Conseguenza dunque di questo ragionamento, non dettato da fantapolitica ma da semplice logica, sarebbe stata che il Papa si fosse comportato da esquimese, non andando certo a gelare fra le nevi della natia Baviera, ma lasciandosi annientare dalle sapienti cure di un apparato che lo avrebbe pacificamente accompagnato alla morte mentre si trovava in pieno possesso della sua carica. Però il buon Ratzinger verosimilmente non se l'è sentita di fare l'Esquimese e così ha deciso di rinunciare, di venir meno al suo obbligo di consumarsi nella funzione o meglio detto, di lasciarsi consumare nel corso della funzione.
A questo punto potremmo dire che in fondo è la stessa cosa, ossia che l'essere andato in pensione non è diverso dal morire, visto poi che si va a rinchiudere in un convento dal quale non uscirà una sola parola né un'immagine del sacro ospite. E invece non è proprio la stessa cosa, perché da quando esiste il potere sacro del comando (cioè da sempre), terminato in Occidente solo dopo la caduta del Sacro Romano Impero della Nazione Germanica, non si può avere una diarchia, anche se il vecchio sovrano ha rinunciato in favore del nuovo. O meglio, una diarchia è qualcosa di imbarazzante, è un potere diviso, è la minaccia di scisma, è il rischio dell'annientamento. Che la Chiesa di Roma non avrebbe voluto correre, ma che purtroppo si trova a dover affrontare perché la sua guida non ha voluto rinunciare a una pur sacrificata sopravvivenza.
Non si tratta con ciò di fantapolitica vaticana, di trame occulte né di favole per una America acculturata all'ombra di Dan Braun, ma di una deduzione fondata sul significato di un istituto, quello papale, e di una società fondata su tale istituto. E che ora corre grossi rischi ai quali cercherà di porre rimedio (unico modo del resto) con una rapida rielezione, con la presenza di una figura che con la sua forza dovrebbe cancellare l'ombra dell'altra, la quale tuttavia sarà sempre incombente con la sua presenza di morto-vivente o di vivo-morente, comunque ancora troppo vivo per non costituire una minaccia per una società che si fonda su una dinastia spirituale nella quale il potere, sempre dato da Dio, non può essere condiviso.
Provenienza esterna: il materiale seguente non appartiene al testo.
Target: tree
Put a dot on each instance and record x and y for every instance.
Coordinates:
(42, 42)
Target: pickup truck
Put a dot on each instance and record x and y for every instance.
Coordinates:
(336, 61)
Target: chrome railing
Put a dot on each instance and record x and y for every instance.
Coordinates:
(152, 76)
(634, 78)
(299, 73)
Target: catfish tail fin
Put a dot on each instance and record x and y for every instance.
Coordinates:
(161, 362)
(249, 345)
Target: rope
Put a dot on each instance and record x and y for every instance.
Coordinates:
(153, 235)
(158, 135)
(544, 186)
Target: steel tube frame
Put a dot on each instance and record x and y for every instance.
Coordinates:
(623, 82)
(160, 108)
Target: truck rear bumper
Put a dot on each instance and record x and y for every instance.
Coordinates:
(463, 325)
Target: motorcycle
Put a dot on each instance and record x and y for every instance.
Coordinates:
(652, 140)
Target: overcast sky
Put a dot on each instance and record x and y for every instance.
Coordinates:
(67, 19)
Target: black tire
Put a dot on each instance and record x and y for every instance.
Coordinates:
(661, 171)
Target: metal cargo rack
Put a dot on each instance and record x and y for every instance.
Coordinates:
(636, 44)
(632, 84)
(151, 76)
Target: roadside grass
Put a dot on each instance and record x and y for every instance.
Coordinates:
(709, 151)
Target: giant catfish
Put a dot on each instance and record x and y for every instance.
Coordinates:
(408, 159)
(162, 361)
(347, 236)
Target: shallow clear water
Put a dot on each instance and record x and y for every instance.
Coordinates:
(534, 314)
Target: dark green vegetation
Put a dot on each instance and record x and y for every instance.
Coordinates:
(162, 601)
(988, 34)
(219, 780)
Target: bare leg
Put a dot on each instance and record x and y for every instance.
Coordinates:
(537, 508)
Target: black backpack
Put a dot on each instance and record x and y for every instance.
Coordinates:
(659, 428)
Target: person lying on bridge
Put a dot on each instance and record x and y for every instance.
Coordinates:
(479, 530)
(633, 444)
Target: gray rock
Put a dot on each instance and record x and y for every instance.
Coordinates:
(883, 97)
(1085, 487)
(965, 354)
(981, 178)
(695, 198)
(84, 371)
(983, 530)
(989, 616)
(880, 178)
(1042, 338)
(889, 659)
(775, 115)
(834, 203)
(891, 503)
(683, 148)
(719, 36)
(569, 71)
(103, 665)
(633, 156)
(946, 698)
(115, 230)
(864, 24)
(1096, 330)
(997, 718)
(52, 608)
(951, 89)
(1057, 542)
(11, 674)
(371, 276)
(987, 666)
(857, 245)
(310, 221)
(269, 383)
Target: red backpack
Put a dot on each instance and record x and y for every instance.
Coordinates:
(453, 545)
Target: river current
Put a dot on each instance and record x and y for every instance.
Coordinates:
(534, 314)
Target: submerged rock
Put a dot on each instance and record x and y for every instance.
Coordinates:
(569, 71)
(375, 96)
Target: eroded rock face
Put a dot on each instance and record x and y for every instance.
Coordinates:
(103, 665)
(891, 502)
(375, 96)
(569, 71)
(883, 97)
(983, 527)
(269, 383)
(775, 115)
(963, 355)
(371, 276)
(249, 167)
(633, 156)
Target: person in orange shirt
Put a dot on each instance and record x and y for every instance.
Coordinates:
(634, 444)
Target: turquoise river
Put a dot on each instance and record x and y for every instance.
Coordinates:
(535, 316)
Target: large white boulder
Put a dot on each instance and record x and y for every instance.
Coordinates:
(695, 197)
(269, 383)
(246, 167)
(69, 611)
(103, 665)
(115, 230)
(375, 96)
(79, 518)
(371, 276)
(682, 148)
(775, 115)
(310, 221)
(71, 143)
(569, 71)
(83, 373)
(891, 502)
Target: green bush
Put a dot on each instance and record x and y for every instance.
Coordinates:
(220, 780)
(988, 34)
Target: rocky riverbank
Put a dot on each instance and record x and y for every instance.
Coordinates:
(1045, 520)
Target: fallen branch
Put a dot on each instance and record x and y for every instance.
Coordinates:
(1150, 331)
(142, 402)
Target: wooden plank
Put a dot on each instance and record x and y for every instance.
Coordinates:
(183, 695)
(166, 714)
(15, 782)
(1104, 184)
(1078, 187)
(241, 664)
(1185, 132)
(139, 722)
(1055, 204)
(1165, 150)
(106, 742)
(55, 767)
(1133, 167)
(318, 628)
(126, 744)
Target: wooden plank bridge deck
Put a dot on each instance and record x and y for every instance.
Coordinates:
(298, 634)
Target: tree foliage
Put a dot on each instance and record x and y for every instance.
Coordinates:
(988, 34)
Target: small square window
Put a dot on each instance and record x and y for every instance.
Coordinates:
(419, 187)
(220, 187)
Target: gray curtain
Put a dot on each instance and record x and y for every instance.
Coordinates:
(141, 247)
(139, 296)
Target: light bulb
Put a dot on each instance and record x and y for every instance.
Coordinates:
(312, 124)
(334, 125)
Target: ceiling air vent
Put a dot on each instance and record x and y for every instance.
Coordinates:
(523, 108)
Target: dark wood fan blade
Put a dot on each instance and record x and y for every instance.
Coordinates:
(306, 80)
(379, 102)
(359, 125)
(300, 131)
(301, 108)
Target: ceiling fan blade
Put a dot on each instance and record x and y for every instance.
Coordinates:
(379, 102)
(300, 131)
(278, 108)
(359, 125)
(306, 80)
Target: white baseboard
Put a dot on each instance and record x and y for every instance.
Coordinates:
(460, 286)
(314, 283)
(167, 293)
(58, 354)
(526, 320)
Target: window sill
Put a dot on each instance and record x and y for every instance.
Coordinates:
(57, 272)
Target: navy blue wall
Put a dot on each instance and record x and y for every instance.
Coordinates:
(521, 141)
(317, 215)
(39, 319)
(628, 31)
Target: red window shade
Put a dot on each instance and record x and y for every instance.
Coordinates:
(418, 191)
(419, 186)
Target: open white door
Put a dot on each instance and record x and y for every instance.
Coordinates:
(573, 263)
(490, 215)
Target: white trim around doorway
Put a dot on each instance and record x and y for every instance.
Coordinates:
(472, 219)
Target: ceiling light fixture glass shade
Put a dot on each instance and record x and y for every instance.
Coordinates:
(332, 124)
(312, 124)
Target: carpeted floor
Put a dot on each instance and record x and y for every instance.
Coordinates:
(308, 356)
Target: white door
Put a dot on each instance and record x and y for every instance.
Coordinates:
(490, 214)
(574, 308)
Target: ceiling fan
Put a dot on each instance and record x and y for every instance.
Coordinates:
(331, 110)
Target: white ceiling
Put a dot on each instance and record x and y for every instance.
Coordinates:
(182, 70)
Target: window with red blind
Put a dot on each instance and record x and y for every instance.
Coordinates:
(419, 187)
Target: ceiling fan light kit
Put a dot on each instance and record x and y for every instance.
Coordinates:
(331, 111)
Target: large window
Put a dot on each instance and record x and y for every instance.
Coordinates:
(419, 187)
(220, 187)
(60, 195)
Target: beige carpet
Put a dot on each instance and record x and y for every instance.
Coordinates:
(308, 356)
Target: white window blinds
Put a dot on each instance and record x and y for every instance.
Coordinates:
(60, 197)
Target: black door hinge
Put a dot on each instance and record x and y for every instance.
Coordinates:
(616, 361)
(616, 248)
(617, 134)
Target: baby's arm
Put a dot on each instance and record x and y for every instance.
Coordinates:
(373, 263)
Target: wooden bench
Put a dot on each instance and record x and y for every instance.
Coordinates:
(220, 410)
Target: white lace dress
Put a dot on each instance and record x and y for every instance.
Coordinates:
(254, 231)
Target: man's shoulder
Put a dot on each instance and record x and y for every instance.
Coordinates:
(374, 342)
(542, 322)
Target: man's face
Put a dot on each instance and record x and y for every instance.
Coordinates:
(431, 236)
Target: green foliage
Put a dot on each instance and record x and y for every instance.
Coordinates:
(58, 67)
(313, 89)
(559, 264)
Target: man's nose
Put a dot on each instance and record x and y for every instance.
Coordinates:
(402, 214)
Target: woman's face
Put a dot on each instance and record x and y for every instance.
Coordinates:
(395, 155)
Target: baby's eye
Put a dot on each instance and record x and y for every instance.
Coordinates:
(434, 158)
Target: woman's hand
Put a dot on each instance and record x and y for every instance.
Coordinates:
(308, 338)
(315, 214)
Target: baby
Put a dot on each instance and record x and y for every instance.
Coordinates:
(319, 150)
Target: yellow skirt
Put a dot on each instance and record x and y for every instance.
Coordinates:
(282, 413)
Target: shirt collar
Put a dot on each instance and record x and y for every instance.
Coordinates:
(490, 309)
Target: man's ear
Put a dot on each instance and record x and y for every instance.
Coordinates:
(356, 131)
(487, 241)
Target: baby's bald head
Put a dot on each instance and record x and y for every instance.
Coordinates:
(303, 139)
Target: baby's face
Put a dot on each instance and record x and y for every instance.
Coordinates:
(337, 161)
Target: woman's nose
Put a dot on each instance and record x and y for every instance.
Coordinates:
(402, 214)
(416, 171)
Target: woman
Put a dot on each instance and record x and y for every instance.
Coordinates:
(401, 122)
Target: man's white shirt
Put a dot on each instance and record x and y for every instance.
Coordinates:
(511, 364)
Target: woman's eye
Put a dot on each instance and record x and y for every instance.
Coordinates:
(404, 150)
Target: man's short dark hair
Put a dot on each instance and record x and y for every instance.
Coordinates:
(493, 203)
E tutto ciò per colpa di un buon pastore tedesco che non ha saputo morire.

Luciano Arcella

Luciano Arcella , dopo essersi prepensionato dall'Università dell'Aquila, Facoltà di Filosofia, ormai in disuso, oltre che caratterizzata da una ideologia mediocremente conservatrice alla “Bella ciao”, attualmente insegna filosofia presso la Universidad del Valle di Santiago de Cali (Colombia), dove risiede da oltre due anni. Tra le ultime pubblicazioni, Rio favela, in Centralità marginali. Cinque saggi di antropologia ubana (Controcorrente), Olvidarse de las raìces in "Praxis Filosòfica", Nietzsche, além do Ocidente (Muiraquità ).